4. The method of claim 1, wherein the first data set comprises a plurality of marginals.

5. The method of claim 4, further comprising identifying a plurality of Fourier vectors based on the marginals, wherein determining the Fourier coefficients is based on the Fourier vectors.

6. The method of claim 5, wherein identifying the Fourier vectors comprises determining a downward closure to the marginals.

7. The method of claim 5, further comprising computing an inner product of the Fourier vectors and Laplace noise.

8. The method of claim 4, wherein the second data set comprises a further plurality of marginals.

9. The method of claim 1, further comprising rounding the solution of the linear program to nearest integrals, wherein generating the second contingency table uses the nearest integrals.

10. The method of claim 1, wherein the second data set has the properties of privacy, accuracy, and consistency.

11. A query processing method, comprising:

receiving a query;

generating a first contingency table responsive to the query;

generating a second contingency table responsive to the first contingency table; and

outputting a result to the query based on the second contingency table, the result having the properties of privacy, accuracy, and consistency.

12. The method of claim 11, wherein generating the second contingency table comprises solving a linear program using data based on the first contingency table.

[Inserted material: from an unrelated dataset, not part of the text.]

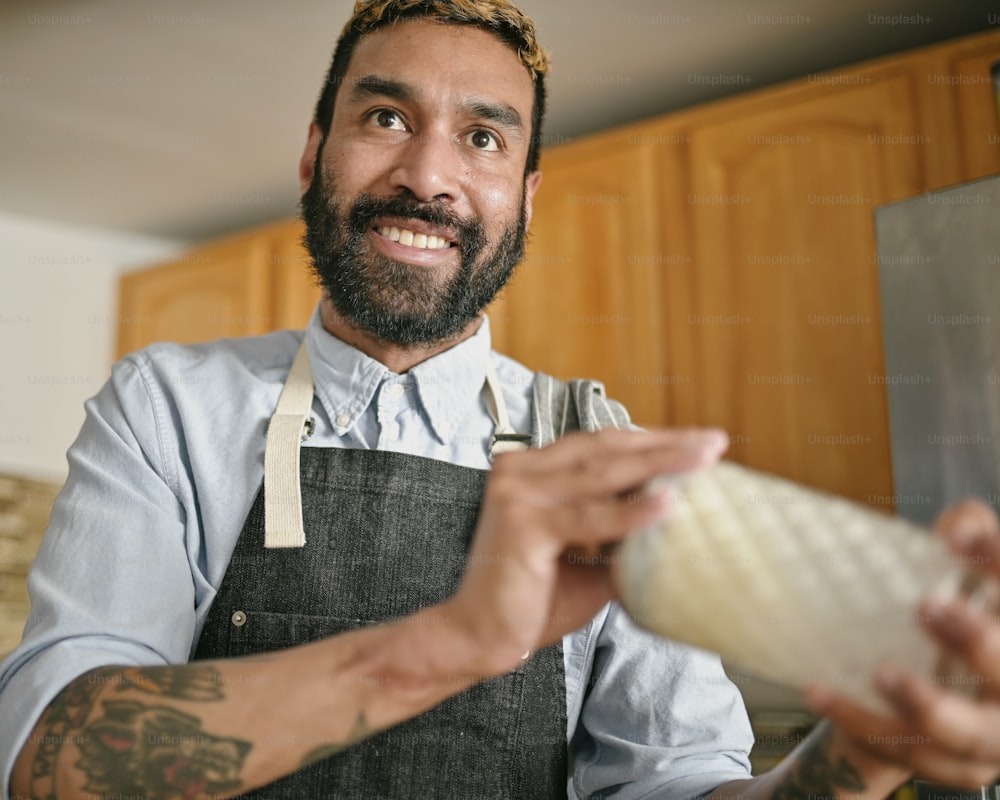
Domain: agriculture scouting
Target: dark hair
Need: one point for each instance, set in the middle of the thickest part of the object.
(499, 17)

13. The method of claim 12, wherein the data based on the first contingency table comprises a set of noisy marginals.

14. The method of claim 11, wherein generating the second contingency table comprises converting data based on the first contingency table to a Fourier domain and computing the second contingency table in the Fourier domain.

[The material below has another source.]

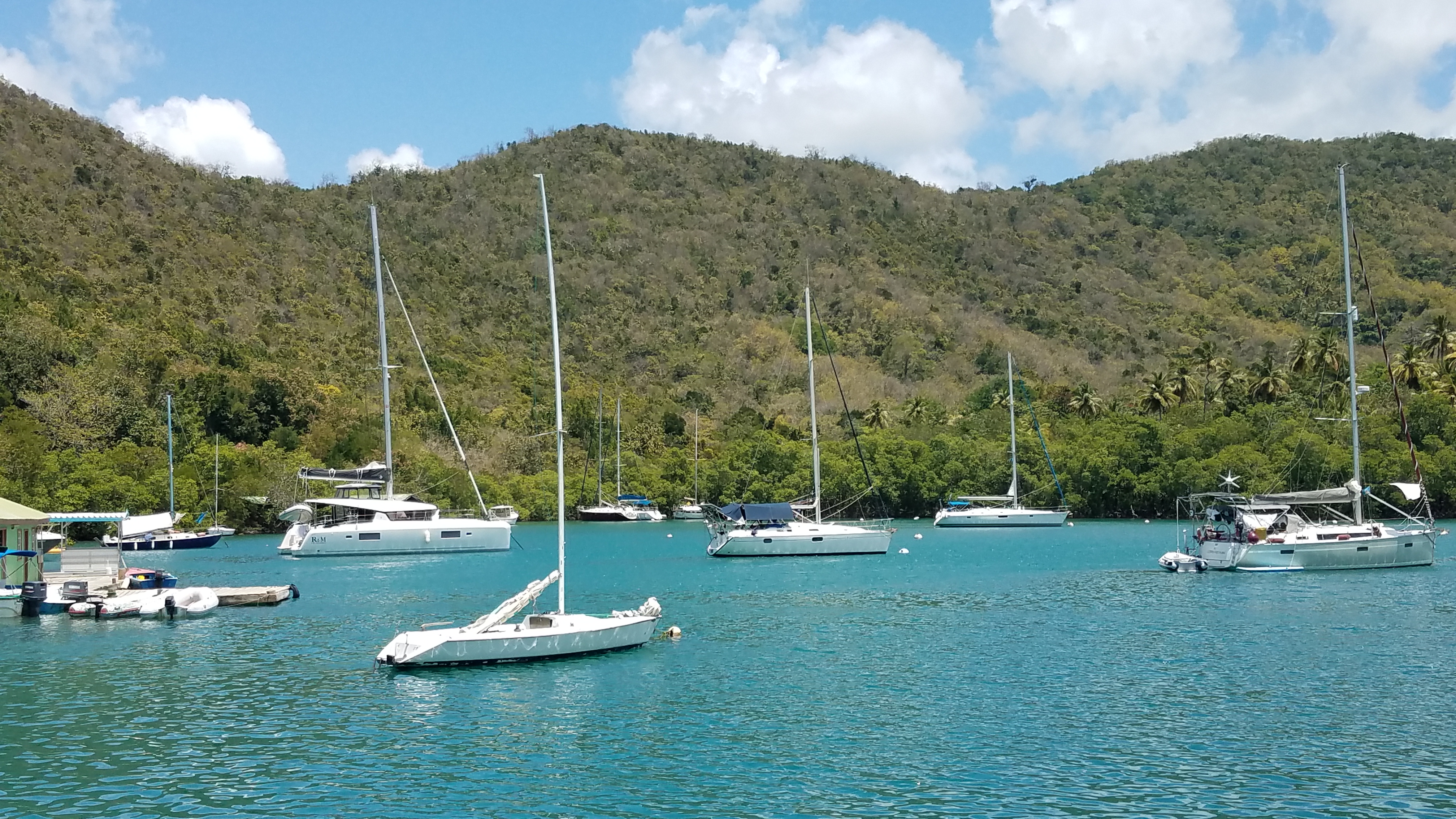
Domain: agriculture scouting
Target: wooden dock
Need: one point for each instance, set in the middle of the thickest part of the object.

15. The method of claim 11, wherein generating the second contingency table comprises converting a plurality of marginals of the first contingency table to a plurality of Fourier coefficients in a Fourier domain and applying a linear program to the Fourier coefficients.

16. The method of claim 11, wherein the second contingency table is non-negative.

17. A contingency table release system, comprising:

a user interface module that receives a query; and

a query analyzer and processor that generates a first contingency table responsive to the query, generates a second contingency table responsive to the first contingency table, and generates data based on the second contingency table, the data having the properties of privacy, accuracy, and consistency.

18. The system of claim 17, wherein the query analyzer and processor solves a linear program to generate the second contingency table.

19. The system of claim 17, wherein the query analyzer and processor performs a computation on data based on the first contingency table in a Fourier domain.

20. The system of claim 19, wherein the query analyzer and processor uses Laplace noise in the computation on the data based on the first contingency table in the Fourier domain.